Numerous studies have demonstrated that GBE can modulate the immune microenvironment to influence disease progression. In neurological disorders, GBE promotes regulatory T cell differentiation by suppressing the HIF-1α/HK2 signaling pathway, thereby significantly improving outcomes in ischemic stroke (35). In metabolic diseases, GBE not only enhances serum immunoglobulin levels to boost antioxidant capacity in hepatic and intestinal tissues (36) but also ameliorates steatohepatitis and dyslipidemia by upregulating GLP-1 and β-catenin expression (37). Regarding hepatic protection, GBE exerts notable protective effects by suppressing inflammatory responses mediated by the TLR4-MyD88-NF-κB pathway and regulating T-cell homeostasis (38). Notably, although GBE has been shown to exert immunomodulatory and antitumor effects in lung cancer (39), its immunoregulatory mechanisms in HCC remain unclear. This study is the first to reveal that GBE exerts anti-HCC effects by specifically regulating MDSCs recruitment within the tumor microenvironment. However, the precise molecular mechanisms by which GBE regulates MDSCs recruitment remain to be elucidated through systematic experimental studies.
Network pharmacology has recently become a pivotal strategy for deciphering the complex mechanisms of TCM, significantly advancing the clinical translation of TCM compounds and their active constituents. For instance, network pharmacology has identified the PI3K/AKT pathway as a key target for Salvia miltiorrhiza in treating coronary heart disease (40); notably, its derivative, salvianolate, is now integrated into clinical treatment guidelines. Additionally, epimedium extract exerts anti-HCC effects by modulating ferritinophagy via the ERK/ULK1/NCOA4 signaling pathway, and its derivative, Icaritin, has been approved for clinical use as a therapeutic agent (41). In this study, network pharmacology analysis identified SRC as a potential key target of GBE against HCC. SRC, a pivotal member of the non-receptor tyrosine kinase family, has been shown to facilitate HCC progression by driving macrophage polarization (42). Moreover, the SRC/STAT3 signaling pathway regulates PD-L1 transcription, thereby modulating the immune evasion of HCC cells (43). In our study, molecular docking analysis revealed that the active components of GBE can spontaneously bind to SRC (binding energies < -5 kcal/mol). Experimental validation confirmed that GBE inhibits HCC progression by downregulating SRC, while SRC overexpression reverses this effect, identifying SRC as a key mediator of GBE’s action.
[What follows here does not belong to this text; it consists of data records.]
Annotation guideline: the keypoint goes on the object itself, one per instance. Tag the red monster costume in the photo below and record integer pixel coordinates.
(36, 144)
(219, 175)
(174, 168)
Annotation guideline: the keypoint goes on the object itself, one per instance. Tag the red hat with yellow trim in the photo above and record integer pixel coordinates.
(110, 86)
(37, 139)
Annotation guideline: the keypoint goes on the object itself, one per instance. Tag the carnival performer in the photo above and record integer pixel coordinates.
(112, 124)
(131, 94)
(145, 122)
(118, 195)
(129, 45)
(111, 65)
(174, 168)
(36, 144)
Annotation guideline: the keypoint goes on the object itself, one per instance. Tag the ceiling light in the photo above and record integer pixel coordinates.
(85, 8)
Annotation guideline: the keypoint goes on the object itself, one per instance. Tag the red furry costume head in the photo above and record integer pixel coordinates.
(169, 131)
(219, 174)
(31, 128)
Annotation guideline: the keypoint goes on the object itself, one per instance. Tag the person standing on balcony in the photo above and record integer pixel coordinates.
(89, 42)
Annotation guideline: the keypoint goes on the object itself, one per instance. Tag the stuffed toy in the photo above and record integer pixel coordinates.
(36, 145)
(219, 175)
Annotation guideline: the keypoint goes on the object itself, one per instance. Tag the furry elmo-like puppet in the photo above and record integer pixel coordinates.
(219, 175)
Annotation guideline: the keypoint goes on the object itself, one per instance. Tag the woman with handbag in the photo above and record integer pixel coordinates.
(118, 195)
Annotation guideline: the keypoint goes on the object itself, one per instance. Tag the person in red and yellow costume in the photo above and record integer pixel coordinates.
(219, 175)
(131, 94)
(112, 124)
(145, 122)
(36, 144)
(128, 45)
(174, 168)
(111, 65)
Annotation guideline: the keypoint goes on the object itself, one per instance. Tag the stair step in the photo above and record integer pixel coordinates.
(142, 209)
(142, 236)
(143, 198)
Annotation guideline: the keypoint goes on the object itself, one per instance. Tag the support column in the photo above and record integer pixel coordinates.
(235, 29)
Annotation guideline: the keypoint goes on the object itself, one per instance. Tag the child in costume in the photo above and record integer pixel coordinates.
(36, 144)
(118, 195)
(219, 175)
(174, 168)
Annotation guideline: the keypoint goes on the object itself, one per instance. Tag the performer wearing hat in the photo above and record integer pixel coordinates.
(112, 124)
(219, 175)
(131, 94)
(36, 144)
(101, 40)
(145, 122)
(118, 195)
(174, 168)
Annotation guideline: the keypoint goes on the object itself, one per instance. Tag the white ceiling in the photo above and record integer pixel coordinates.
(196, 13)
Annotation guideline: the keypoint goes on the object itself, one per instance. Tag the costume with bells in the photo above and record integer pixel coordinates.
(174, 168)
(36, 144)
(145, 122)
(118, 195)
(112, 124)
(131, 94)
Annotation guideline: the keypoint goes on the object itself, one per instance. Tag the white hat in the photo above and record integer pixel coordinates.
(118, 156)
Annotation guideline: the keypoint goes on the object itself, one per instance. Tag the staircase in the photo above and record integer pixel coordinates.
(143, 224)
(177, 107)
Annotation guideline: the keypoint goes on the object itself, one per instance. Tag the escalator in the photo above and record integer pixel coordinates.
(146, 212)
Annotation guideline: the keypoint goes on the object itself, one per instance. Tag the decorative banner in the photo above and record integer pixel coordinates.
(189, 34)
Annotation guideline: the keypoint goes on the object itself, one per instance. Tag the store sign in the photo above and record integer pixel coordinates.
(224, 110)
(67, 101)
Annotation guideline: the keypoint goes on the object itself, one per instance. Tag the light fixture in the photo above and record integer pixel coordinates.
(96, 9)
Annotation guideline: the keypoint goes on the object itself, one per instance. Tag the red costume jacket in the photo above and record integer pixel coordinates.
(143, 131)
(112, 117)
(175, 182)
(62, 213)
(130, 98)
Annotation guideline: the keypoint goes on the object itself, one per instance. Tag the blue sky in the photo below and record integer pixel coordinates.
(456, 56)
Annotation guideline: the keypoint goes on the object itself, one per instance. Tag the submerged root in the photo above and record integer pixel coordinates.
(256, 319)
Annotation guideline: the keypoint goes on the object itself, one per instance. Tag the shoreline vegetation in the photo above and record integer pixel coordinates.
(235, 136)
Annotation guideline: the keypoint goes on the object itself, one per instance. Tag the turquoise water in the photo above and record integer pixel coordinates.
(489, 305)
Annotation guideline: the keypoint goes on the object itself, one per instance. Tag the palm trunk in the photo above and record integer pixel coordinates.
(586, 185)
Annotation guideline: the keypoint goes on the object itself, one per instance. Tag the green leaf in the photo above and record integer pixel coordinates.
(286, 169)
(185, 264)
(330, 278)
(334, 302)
Building on these results, we further investigated the molecular mechanism by which GBE inhibits HCC progression through targeting SRC. Previous studies confirmed that GBE inhibits HCC progression by modulating SRC activity and suppressing MDSCs recruitment. In addition, numerous studies have indicated that SRC is one of the key proteins regulating the recruitment of MDSCs in the tumor microenvironment. Within this context, the SRC–JAK2 pathway promotes sustained STAT3 activation, leading to upregulation of CCL2 expression, which enhances MDSCs recruitment and facilitates tumor progression (44). Studies in preclinical settings show that targeting SRC markedly limits MDSCs buildup in head and neck cancer (45). In the present study, we confirmed that GBE inhibits SRC expression in HCC cells, leading to reduced CXCL1 secretion. CXCL1 is a key chemokine regulating MDSCs recruitment. Previous studies reported that SRC promotes immune escape in colon cancer by increasing CXCL1 secretion and MDSCs recruitment (46), consistent with our findings. These findings indicate that GBE suppresses HCC progression by targeting SRC, thereby lowering CXCL1 secretion and limiting MDSCs recruitment in the tumor microenvironment.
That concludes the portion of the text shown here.